This repository contains the code for the ICLR 2024 paper:
ConR: Contrastive Regularizer for Deep Imbalanced Regression
Mahsa Keramati, Lili Meng, R David Evans
ConR key insights. a) Without ConR, it
is common to have minority examples mixed with
majority examples. b) ConR adds additional loss
weight for minority, and mis-labelled examples,
resulting in better feature representations and c)
better prediction error.
ConR is complementary to conventional imbalanced learning techniques.
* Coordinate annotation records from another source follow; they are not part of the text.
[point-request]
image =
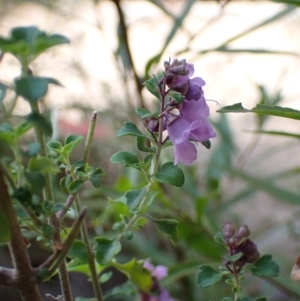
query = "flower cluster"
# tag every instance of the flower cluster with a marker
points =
(239, 243)
(186, 122)
(157, 292)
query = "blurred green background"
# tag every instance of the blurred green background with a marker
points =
(246, 51)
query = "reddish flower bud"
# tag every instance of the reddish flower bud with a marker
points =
(249, 250)
(152, 124)
(228, 230)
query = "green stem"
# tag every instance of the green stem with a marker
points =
(53, 220)
(83, 230)
(91, 256)
(68, 242)
(237, 286)
(154, 164)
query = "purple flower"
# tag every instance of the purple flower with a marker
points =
(158, 272)
(192, 124)
(157, 292)
(191, 88)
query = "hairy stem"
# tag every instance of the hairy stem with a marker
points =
(123, 26)
(84, 231)
(53, 220)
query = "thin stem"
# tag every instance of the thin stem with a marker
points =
(83, 230)
(68, 242)
(91, 256)
(89, 137)
(53, 220)
(154, 164)
(126, 44)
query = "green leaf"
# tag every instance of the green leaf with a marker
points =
(4, 228)
(55, 146)
(95, 177)
(136, 273)
(43, 42)
(74, 186)
(22, 128)
(36, 180)
(48, 231)
(151, 85)
(85, 299)
(29, 41)
(130, 129)
(73, 139)
(171, 174)
(263, 109)
(144, 113)
(33, 88)
(40, 122)
(219, 239)
(260, 299)
(106, 250)
(169, 227)
(265, 267)
(79, 252)
(134, 197)
(207, 276)
(71, 142)
(42, 165)
(64, 183)
(3, 89)
(125, 158)
(207, 144)
(233, 258)
(31, 149)
(105, 277)
(141, 145)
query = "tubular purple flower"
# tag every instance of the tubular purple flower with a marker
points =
(191, 125)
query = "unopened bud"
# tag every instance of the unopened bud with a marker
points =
(228, 230)
(249, 250)
(182, 88)
(152, 124)
(178, 67)
(243, 231)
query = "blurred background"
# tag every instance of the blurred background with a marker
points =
(246, 51)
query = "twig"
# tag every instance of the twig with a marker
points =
(53, 220)
(138, 84)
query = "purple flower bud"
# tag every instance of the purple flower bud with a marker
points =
(228, 230)
(249, 250)
(194, 92)
(243, 231)
(152, 124)
(182, 88)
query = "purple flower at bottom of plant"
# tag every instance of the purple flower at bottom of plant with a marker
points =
(157, 292)
(191, 125)
(158, 272)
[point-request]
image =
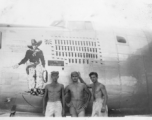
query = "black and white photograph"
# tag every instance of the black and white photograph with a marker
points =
(76, 58)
The following code snippent shows the implementation of ConR for the task of Age estimation
def ConR(features, targets, preds, w=1, weights=1, t=0.07, e=0.01):
q = torch.nn.functional.normalize(features, dim=1)
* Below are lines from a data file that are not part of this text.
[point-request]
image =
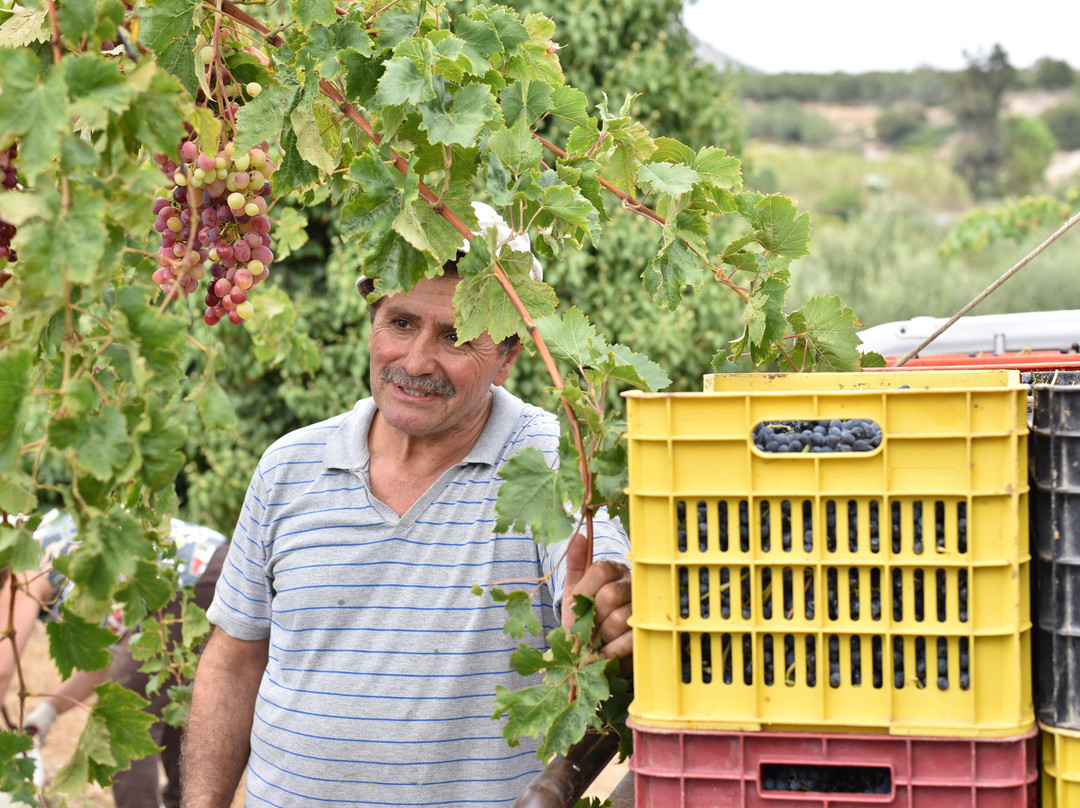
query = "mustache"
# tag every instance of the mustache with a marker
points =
(430, 385)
k = torch.nn.functional.normalize(features, dim=1)
l_k = targets.flatten()[None, :]
l_q = targets
p_k = preds.flatten()[None, :]
p_q = preds
l_dist = torch.abs(l_q - l_k)
p_dist = torch.abs(p_q - p_k)
pos_i = l_dist.le(w)
neg_i = ((~ (l_dist.le(w))) * (p_dist.le(w)))
for i in range(pos_i.shape[0]):
pos_i[i][i] = 0
prod = torch.einsum("nc,kc->nk", [q, k]) / t
pos = prod * pos_i
neg = prod * neg_i
pushing_w = weights * torch.exp(l_dist * e)
neg_exp_dot = (pushing_w * (torch.exp(neg)) * neg_i).sum(1)
# For each query sample, if there is no negative pair, zero-out the loss.
no_neg_flag = (neg_i).sum(1).bool()
# Loss = sum over all samples in the batch (sum over (positive dot product/(negative dot product+positive dot product)))
denom = pos_i.sum(1)
loss = ((-torch.log(
torch.div(torch.exp(pos), (torch.exp(pos).sum(1) + neg_exp_dot).unsqueeze(-1))) * (
pos_i)).sum(1) / denom)
loss = (weights * (loss * no_neg_flag).unsqueeze(-1)).mean()
return loss
Please go into the sub-folder to run experiments for different datasets.
The code is based on Yang et al., Delving into Deep Imbalanced Regression, ICML 2021 and Ren et al.,Balanced MSE for Imbalanced Visual Regression, CVPR 2022.